The market report shows that prime net face rents have remained unchanged over the past two years, averaging $708/sqm in the CBD as of January 2022. Average prime incentives continue to rise, averaging 38 percent in January and are expected to decline in 2023. Lower incentives will drive a rebound in effective rental growth, with prime net effective rents expected to rise by 3.6 percent per annum from 2022 to 2026.
“The recovery in effective rents will be led by the Eastern Core, where incentives are expected to begin a sustained decline from their current average of 35 percent from this year onwards,” says Naughtin.
“By contrast, we expect average incentives in the Western Core to rise a little further from 40 percent at the end of last year to 41 percent at the end of this year and remain around 40 percent in 2023. By the end of 2026, we expect prime incentives to average 28 percent and 35 percent in the Eastern Core and Western Core respectively.
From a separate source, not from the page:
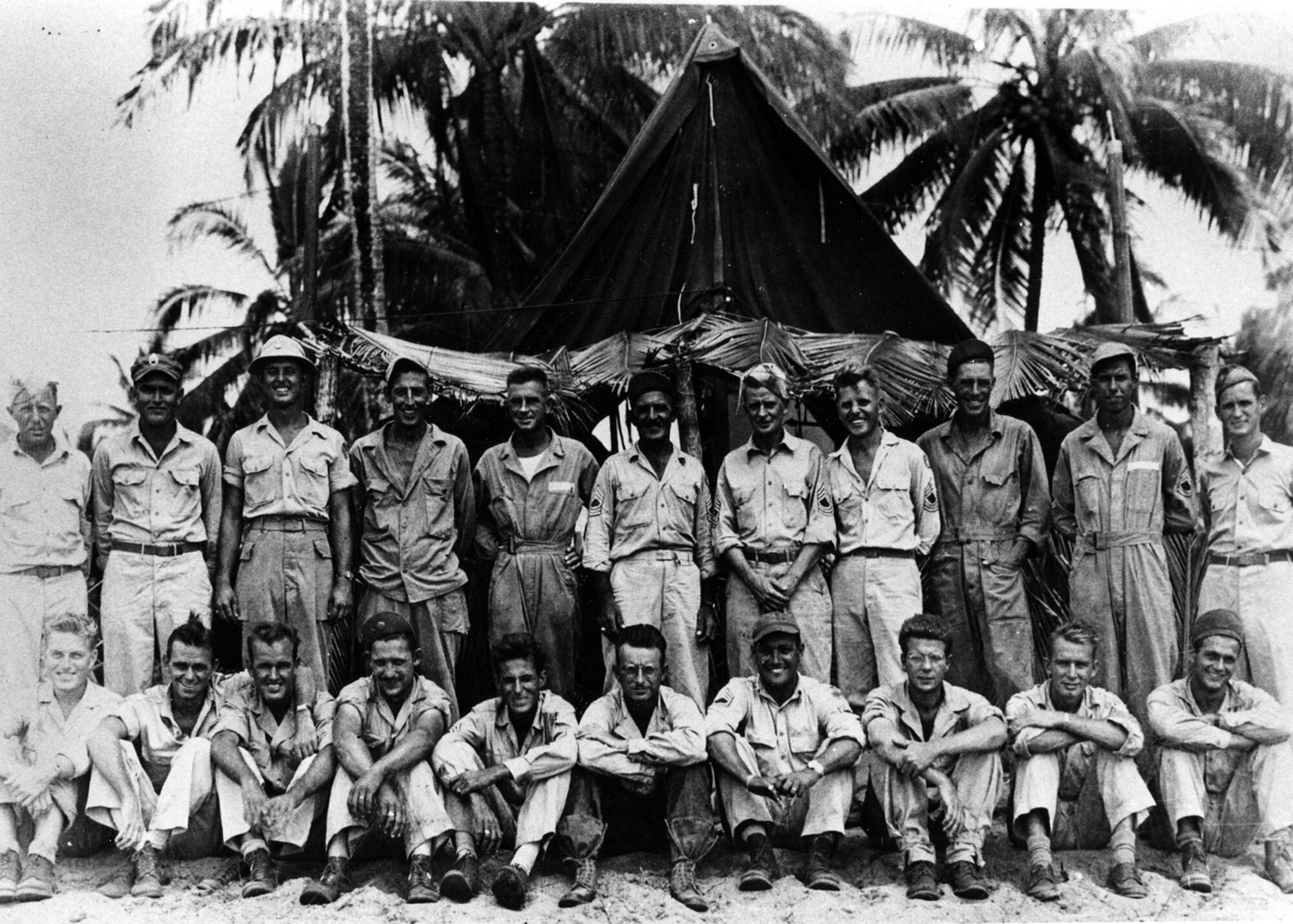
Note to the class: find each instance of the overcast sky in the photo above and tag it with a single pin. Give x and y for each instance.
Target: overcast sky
(83, 250)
Prime net effective rental growth is forecast to be 4.9 percent p.a. in the Eastern Core compared to 2.8 percent p.a. for the Western Core.”
Despite Melbourne’s office sales totalling $2 billion, activity is still below pre-pandemic levels with investment volume 33 percent below the average over the five years to 2019. Offshore investors continue to drive activity, accounting for 68 percent of investment volume in 2021, proving income-producing office assets are clearly still firmly on the radar for investors. South Korea, Singapore, Germany, and the US are the greatest sources of capital inflow into the Melbourne CBD over 2020-21.